Sometimes UNMOVIC--and the IAEA--are credited with having said that there were no weapons of mass destruction in Iraq before the US-led invasion in 2003. I want the record to be correct. We did not assert that there were no such weapons. To prove the negative is mostly not possible. There were a great many relevant items 'unaccounted for' and we listed them. However, while officials of the governments that launched the invasion simply claimed that these items must be hidden, inspectors warned that you cannot jump to such a conclusion. The items might or might not exist. We now know they did not exist.

What the inspectors did was to inspect and report. In the course of three and a half months UNMOVIC--the name of the UN inspection unit--carried out some 700 inspections in about 500 different sites in Iraq. We reported that we found no weapons of mass destruction, only some debris from past programmes. Most significant was that we went to some three dozen sites offered to us by intelligence agencies in various countries. In only a few cases did we find anything at all on such sites and it did not relate to weapons of mass destruction. The intelligence agencies should have concluded that their sources--in many cases defectors--were not very good. They told us that the sites they gave us were the best. I wondered about the rest....

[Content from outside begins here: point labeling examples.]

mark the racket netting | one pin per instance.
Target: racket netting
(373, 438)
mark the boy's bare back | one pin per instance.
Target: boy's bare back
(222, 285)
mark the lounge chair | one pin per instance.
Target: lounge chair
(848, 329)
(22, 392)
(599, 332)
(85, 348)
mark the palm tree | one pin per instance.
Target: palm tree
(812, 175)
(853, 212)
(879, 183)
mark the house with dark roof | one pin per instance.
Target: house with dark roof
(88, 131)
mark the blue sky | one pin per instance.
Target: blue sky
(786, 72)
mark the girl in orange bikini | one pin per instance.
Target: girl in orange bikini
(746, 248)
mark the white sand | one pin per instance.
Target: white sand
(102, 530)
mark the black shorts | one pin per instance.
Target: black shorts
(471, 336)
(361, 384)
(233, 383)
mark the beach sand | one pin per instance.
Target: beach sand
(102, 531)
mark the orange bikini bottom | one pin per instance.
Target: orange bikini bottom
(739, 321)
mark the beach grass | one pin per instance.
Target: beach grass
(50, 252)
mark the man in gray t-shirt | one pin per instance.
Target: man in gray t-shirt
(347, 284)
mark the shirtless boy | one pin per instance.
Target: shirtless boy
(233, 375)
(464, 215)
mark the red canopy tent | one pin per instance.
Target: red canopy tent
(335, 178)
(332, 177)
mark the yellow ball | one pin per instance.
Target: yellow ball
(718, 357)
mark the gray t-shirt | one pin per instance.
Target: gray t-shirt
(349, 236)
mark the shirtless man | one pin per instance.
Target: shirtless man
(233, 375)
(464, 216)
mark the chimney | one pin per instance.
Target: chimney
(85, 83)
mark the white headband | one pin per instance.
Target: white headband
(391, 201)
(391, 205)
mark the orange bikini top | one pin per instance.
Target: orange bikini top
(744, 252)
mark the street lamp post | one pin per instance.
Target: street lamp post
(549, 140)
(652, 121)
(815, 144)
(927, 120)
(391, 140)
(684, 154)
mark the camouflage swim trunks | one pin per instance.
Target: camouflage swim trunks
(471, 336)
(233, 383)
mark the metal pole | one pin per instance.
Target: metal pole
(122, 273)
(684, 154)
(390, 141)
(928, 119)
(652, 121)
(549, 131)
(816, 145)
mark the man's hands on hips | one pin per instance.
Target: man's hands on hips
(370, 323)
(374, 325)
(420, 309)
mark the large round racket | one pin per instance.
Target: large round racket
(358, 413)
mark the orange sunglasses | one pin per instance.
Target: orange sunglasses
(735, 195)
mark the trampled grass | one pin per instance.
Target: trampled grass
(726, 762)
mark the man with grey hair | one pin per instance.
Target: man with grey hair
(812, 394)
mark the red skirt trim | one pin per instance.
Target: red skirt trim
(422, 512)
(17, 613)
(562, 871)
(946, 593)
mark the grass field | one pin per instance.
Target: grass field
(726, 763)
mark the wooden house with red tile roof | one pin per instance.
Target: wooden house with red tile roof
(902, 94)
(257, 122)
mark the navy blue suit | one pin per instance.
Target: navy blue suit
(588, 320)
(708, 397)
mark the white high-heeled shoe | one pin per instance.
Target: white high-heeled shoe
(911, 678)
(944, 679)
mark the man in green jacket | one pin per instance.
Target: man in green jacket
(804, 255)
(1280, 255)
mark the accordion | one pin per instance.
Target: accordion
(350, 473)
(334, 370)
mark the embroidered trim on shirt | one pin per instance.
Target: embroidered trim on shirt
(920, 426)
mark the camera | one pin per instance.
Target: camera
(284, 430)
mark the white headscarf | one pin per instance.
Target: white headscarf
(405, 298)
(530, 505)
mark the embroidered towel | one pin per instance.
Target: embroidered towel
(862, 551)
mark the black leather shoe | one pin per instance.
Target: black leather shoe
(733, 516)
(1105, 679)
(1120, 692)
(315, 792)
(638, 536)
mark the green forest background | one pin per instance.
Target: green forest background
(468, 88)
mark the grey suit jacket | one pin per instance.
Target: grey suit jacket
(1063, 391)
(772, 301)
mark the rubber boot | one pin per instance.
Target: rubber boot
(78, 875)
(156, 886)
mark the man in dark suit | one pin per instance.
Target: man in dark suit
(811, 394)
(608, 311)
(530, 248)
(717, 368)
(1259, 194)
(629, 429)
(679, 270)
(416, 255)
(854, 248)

The IAEA, in charge of nuclear inspections, was able to conclude that the alleged contract for the import of uranium oxide--yellow cake--from Niger to Iraq was a forgery and that aluminium tubes alleged to have been imported to make centrifuges were, in fact, for rockets. A problem with preventive military action is that it must be based on intelligence, which may be good or bad. In the case of Iraq, governments often replaced the question marks by exclamation marks. Had verification continued for a few months more, which many states in the Security Council wanted, we would have been able to go to all sites suspected by intelligence. As there were no weapons, they--and the council--would have learnt that. It would have been harder to start the war.

The UN inspection unit that I led did by no means see itself as a group of heroes that stood up against an aggressive United States. Rather we saw ourselves as international civil servants who sought to the best of our ability to fulfil the task that the Security Council had laid upon us to inspect professionally and to report our findings correctly. We did not claim to be smarter than the experts of governments, but I could sincerely assure all that we were in any case in nobody's pocket. I am sometimes asked how I felt being bugged. My first response is that I have no evidence I was, though I find it very likely. My second response is that if I was, I wish they had at least listened better to what I said.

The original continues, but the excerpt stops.